Tatafu Toma Moeaki (born 1972) is a Tongan politician, former Cabinet Minister, and civil servant.

Moeaki joined the Tongan public service in 1995, working as head of Policy and Planning at the Ministry of Education and as Deputy Secretary for Foreign Affairs. In 2011 he worked as chief executive of the Ministry of Labour, Commerce and Industries. In 2013 he was appointed chief executive of the Ministry of Finance and National Planning. He resigned as chief executive in 2016 to take up a position for the Asian Development Bank.

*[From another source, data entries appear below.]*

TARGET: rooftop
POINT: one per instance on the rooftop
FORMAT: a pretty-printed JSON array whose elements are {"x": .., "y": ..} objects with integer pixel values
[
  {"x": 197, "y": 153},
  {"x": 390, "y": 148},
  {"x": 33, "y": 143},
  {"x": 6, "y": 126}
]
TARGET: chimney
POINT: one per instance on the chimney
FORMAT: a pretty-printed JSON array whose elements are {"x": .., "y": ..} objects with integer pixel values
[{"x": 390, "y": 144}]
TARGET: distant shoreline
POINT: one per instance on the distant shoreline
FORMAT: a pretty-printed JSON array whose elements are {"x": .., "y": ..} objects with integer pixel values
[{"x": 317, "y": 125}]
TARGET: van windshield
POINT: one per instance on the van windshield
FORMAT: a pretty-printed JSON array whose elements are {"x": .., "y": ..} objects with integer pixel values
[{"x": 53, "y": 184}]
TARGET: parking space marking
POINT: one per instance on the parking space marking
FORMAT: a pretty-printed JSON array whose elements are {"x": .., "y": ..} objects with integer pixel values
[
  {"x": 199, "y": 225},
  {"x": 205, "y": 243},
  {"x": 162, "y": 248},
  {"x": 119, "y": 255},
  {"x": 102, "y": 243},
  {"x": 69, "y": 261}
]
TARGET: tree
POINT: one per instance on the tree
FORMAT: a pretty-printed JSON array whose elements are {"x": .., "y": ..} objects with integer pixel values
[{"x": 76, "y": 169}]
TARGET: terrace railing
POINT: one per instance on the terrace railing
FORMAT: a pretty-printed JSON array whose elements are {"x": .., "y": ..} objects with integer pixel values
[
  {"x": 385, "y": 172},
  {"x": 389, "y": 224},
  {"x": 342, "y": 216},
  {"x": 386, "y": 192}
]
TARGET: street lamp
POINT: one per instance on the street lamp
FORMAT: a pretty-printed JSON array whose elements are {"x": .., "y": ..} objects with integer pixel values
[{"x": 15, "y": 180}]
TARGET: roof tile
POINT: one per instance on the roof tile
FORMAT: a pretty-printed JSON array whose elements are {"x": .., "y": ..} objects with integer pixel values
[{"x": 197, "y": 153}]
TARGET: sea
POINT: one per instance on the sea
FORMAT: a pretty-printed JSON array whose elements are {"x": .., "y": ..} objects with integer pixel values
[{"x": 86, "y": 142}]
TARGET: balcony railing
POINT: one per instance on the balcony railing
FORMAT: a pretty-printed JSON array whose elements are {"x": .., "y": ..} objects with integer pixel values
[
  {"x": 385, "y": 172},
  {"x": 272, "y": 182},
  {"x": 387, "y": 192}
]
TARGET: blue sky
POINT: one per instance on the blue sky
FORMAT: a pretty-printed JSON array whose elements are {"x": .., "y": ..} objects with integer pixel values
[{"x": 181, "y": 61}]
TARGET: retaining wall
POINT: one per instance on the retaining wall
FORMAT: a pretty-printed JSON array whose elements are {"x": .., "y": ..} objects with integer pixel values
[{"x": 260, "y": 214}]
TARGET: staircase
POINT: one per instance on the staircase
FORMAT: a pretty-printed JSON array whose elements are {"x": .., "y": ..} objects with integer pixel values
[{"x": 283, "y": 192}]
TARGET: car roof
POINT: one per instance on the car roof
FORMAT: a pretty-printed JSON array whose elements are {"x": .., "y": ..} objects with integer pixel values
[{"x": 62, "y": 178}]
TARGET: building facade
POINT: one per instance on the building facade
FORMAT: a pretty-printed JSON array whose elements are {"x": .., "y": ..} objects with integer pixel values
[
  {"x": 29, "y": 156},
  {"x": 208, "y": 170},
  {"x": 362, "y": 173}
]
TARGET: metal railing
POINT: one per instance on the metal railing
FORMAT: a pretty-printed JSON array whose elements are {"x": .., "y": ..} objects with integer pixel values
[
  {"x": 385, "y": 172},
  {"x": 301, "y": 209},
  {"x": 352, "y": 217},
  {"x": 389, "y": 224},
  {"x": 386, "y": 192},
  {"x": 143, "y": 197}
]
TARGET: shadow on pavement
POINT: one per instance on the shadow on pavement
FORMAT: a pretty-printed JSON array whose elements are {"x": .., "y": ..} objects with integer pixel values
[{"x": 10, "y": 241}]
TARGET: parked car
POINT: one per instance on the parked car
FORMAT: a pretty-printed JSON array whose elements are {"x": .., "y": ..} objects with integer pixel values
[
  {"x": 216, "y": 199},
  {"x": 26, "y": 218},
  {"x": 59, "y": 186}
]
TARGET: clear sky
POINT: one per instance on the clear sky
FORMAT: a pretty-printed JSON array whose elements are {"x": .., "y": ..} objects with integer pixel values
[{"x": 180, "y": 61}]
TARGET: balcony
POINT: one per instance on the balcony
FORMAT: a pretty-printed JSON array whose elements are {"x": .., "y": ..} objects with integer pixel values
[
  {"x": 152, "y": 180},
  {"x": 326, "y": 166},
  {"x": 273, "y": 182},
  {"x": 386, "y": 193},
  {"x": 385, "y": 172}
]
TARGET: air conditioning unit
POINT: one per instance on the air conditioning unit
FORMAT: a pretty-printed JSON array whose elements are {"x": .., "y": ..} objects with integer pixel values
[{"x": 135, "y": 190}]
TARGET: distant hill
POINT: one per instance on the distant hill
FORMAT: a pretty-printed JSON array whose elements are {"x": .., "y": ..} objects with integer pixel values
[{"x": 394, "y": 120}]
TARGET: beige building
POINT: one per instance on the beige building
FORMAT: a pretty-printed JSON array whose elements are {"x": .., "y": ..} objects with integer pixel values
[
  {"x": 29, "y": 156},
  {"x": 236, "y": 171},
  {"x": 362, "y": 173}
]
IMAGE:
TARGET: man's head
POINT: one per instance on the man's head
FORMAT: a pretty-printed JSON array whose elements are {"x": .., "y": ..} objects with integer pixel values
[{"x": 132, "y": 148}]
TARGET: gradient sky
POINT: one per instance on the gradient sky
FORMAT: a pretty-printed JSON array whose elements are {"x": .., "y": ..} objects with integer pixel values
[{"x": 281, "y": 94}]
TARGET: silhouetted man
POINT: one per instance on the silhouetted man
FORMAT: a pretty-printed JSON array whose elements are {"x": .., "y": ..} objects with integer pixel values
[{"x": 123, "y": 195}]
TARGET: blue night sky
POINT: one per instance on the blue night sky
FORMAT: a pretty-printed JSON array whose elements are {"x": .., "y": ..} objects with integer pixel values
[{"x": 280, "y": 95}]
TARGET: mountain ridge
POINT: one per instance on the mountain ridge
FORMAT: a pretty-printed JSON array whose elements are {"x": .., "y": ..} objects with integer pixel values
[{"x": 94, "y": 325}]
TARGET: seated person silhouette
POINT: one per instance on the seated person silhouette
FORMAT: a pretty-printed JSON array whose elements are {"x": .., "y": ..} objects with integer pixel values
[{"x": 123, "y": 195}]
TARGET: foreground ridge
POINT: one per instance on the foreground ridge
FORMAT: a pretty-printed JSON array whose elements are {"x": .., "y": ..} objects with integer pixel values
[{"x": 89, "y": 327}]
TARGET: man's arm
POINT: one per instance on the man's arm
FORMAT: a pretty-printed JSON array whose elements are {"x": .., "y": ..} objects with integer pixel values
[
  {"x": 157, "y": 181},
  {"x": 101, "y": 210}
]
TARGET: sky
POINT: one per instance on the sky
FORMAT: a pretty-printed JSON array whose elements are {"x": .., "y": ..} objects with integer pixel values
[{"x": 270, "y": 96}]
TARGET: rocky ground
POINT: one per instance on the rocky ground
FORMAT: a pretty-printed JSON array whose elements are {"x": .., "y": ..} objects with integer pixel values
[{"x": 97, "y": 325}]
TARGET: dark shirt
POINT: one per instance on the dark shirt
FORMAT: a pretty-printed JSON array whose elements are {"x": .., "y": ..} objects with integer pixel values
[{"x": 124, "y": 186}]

On 25 January 2021 he was appointed to Prime Minister Pohiva Tuʻiʻonetoa's Cabinet as Minister for Trade and Economic Development in the cabinet reshuffle following the resignation of Sione Vuna Fa'otusia.  After serving as a Minister he ran for the seat of Tongatapu 4 in the 2021 Tongan general election and was elected to the Legislative Assembly of Tonga. On 28 December 2021 he was appointed to the Cabinet of Siaosi Sovaleni as Minister of Finance and Minister of Revenue and Customs. On 6 May 2022 his election was voided after the Supreme Court found him guilty on two counts of bribery in an election petition. The conviction was stayed pending appeal on 26 May 2022. On 9 August 2022 his appeal was dismissed, and his election confirmed as void. He was formally unseated by Parliament on 10 August.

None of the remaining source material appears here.